Her experience reflects a broader social crisis: when society insists that every body must fit a narrow binary definition, intersex people are forced to defend their humanity in spaces where dignity should already be guaranteed.

Intersex Persons Society Of Ghana (IPSOG)’s Ŋusẽdodo research further revealed that approximately 70 percent of intersex respondents reported depression, anxiety, trauma, or severe emotional distress linked to medical mistreatment, family rejection, bullying, and social exclusion.

The bill risks transforming these existing prejudices into institutional policy.
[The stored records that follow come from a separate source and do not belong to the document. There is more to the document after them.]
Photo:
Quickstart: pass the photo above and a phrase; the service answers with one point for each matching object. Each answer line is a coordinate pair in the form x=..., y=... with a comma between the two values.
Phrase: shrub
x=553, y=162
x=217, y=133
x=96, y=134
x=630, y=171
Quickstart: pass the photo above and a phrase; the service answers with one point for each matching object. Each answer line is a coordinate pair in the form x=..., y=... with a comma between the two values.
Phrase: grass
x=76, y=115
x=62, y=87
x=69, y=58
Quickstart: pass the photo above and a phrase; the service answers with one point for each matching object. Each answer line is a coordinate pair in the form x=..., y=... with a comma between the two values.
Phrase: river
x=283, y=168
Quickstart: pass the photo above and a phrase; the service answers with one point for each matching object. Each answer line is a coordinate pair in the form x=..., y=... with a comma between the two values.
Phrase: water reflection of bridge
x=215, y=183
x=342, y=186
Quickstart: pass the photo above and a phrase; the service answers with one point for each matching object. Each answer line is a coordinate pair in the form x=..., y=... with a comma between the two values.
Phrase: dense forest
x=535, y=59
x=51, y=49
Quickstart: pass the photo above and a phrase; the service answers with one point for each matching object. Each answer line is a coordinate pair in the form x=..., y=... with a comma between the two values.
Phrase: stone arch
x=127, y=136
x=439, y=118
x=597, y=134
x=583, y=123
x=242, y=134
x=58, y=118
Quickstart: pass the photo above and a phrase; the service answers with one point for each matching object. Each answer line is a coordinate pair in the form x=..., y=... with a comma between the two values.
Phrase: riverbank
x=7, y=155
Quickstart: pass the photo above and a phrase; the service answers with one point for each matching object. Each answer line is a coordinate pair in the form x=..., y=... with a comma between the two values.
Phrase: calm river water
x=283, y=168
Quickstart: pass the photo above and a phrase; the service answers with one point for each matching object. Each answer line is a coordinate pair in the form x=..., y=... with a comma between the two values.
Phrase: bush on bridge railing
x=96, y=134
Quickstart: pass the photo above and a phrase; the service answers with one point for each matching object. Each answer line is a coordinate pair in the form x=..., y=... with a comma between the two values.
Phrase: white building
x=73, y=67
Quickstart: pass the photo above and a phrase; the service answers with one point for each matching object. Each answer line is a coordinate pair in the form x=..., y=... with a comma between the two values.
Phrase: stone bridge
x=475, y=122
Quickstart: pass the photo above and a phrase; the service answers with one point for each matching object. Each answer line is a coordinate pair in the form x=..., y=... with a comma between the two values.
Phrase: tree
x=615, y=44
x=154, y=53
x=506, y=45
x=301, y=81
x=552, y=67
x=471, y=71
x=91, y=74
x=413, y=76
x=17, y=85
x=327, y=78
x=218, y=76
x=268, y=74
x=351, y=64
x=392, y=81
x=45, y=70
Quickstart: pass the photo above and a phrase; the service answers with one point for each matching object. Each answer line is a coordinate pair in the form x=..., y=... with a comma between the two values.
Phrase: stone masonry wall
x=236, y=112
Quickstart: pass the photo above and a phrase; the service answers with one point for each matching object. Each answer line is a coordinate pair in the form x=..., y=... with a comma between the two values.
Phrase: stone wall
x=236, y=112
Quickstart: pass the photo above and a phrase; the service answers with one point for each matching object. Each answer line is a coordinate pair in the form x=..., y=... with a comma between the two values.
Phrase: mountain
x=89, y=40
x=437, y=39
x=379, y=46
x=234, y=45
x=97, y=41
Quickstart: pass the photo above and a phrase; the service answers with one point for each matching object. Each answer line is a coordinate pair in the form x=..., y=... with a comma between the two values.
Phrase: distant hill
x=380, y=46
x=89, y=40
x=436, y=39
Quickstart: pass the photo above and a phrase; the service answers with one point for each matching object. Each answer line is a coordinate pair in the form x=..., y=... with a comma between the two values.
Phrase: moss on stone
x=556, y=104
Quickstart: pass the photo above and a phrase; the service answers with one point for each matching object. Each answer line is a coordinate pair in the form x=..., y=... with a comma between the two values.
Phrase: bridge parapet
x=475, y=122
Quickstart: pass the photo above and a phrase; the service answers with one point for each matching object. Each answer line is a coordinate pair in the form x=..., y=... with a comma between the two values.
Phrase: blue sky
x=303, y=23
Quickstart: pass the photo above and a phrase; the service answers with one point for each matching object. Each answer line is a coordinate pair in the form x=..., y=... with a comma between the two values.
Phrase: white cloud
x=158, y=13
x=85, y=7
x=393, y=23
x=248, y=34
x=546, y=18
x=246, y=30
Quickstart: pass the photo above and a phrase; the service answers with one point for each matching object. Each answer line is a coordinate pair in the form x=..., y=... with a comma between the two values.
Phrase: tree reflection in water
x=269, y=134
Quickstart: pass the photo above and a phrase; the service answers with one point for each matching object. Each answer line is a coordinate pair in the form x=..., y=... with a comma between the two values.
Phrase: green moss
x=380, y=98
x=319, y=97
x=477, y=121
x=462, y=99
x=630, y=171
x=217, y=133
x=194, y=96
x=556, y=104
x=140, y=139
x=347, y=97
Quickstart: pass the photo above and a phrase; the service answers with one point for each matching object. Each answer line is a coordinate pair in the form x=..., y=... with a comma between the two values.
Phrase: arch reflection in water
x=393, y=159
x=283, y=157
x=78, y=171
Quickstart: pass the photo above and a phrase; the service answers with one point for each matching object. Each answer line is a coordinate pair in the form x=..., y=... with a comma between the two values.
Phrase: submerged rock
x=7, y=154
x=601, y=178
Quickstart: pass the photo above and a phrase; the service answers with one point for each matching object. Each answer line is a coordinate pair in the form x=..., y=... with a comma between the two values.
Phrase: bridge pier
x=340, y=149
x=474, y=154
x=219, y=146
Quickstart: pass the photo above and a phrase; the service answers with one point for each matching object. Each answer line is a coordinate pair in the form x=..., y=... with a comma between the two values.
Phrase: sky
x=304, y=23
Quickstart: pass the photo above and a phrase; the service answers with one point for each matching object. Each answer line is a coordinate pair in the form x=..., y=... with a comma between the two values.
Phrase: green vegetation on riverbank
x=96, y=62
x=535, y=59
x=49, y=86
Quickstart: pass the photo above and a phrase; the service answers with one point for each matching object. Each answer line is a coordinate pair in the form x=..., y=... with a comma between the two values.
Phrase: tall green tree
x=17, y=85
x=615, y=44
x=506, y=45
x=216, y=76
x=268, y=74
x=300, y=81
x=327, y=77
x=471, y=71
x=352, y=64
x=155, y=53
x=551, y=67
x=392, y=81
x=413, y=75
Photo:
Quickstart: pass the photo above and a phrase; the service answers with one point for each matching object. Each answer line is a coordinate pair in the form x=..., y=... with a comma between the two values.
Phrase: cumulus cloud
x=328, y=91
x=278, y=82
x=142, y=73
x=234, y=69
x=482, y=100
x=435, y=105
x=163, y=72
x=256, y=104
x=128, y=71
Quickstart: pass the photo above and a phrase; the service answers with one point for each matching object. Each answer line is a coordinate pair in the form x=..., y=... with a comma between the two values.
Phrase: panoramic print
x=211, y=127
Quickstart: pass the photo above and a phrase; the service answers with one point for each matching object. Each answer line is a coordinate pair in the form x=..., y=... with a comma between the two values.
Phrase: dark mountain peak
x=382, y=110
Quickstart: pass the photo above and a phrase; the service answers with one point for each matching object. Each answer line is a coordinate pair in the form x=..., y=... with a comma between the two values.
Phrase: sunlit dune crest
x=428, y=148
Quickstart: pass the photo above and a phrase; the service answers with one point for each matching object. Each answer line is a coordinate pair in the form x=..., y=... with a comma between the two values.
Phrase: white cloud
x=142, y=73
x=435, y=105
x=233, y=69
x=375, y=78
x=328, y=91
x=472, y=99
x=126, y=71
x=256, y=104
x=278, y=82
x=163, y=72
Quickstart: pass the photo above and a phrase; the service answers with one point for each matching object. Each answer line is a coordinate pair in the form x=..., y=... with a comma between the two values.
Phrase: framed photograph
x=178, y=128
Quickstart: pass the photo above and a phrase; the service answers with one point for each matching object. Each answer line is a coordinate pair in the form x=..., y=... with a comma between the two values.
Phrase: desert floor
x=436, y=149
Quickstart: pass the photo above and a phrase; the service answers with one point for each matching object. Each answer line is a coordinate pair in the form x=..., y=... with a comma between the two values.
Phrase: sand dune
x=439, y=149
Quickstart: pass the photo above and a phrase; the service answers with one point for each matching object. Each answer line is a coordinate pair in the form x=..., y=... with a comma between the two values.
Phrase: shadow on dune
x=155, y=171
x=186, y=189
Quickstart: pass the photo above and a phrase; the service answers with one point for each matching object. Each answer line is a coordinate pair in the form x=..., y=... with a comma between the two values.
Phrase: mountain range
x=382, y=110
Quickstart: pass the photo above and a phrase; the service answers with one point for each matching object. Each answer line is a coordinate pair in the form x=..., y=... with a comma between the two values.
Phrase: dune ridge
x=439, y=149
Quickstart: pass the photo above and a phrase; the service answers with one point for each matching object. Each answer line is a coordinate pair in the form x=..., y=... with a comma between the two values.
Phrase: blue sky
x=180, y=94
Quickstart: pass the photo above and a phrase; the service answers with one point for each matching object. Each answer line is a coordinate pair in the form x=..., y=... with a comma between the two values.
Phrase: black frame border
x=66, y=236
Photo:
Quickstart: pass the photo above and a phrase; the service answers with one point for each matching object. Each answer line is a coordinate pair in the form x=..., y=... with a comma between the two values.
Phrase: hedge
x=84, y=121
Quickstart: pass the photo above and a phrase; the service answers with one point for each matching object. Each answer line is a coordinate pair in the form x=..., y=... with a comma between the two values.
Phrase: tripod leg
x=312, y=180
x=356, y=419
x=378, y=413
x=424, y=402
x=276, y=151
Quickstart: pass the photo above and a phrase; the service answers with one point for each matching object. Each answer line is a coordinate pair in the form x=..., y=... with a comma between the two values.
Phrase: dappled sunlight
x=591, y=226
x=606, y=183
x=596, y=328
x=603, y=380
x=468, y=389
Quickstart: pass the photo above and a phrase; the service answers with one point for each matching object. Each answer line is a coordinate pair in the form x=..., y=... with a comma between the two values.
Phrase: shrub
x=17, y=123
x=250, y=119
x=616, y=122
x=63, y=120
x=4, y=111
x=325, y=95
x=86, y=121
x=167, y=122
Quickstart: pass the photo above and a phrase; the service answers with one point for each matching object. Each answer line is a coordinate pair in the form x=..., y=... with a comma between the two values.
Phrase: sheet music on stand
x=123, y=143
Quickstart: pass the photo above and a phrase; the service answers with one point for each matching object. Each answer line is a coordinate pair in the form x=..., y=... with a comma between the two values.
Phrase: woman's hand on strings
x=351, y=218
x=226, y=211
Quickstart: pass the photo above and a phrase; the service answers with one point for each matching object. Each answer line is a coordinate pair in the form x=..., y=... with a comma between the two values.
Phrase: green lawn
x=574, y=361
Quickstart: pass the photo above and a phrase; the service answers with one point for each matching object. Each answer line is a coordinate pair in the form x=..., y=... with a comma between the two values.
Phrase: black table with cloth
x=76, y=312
Several provisions risk deepening surveillance, restricting advocacy, weakening confidentiality, and discouraging public education around intersex realities. Intersex-led organizations providing healthcare guidance, legal referrals, psychosocial support, and community services may face serious challenges.

This places IPSOG and other intersex-led organizations in Ghana at serious risk.

For many intersex Ghanaians, these spaces are not political luxuries.

They are survival mechanisms.

Governments derive legitimacy by protecting the natural rights of all persons, including dignity, liberty, bodily autonomy, and freedom from arbitrary interference. The bill raises concerns because it risks weakening these protections for intersex persons through surveillance, coercive interventions, and restrictions on advocacy.

Ghana’s Constitution declares that “the dignity of all persons shall be inviolable.” Articles 15, 17, 18, and 21 specifically protect dignity, equality, privacy, expression, and freedom of association. These protections should apply equally to intersex persons. 

Intersex persons are not threats to Ghanaian culture.

Intersex children are not moral dangers.

Intersex bodies are not political weapons.

They are human beings deserving dignity, healthcare, safety, and constitutional protection. 

The true measure of a democracy is how it protects those most vulnerable to exclusion. At this moment, Ghana faces a choice: deepen fear and silence, or uphold dignity, bodily autonomy, and constitutional freedom for intersex persons. 

History will remember the choice we make.

Fafali Delight Akortsu is the founder and president of the Intersex Persons Society of Ghana (IPSOG).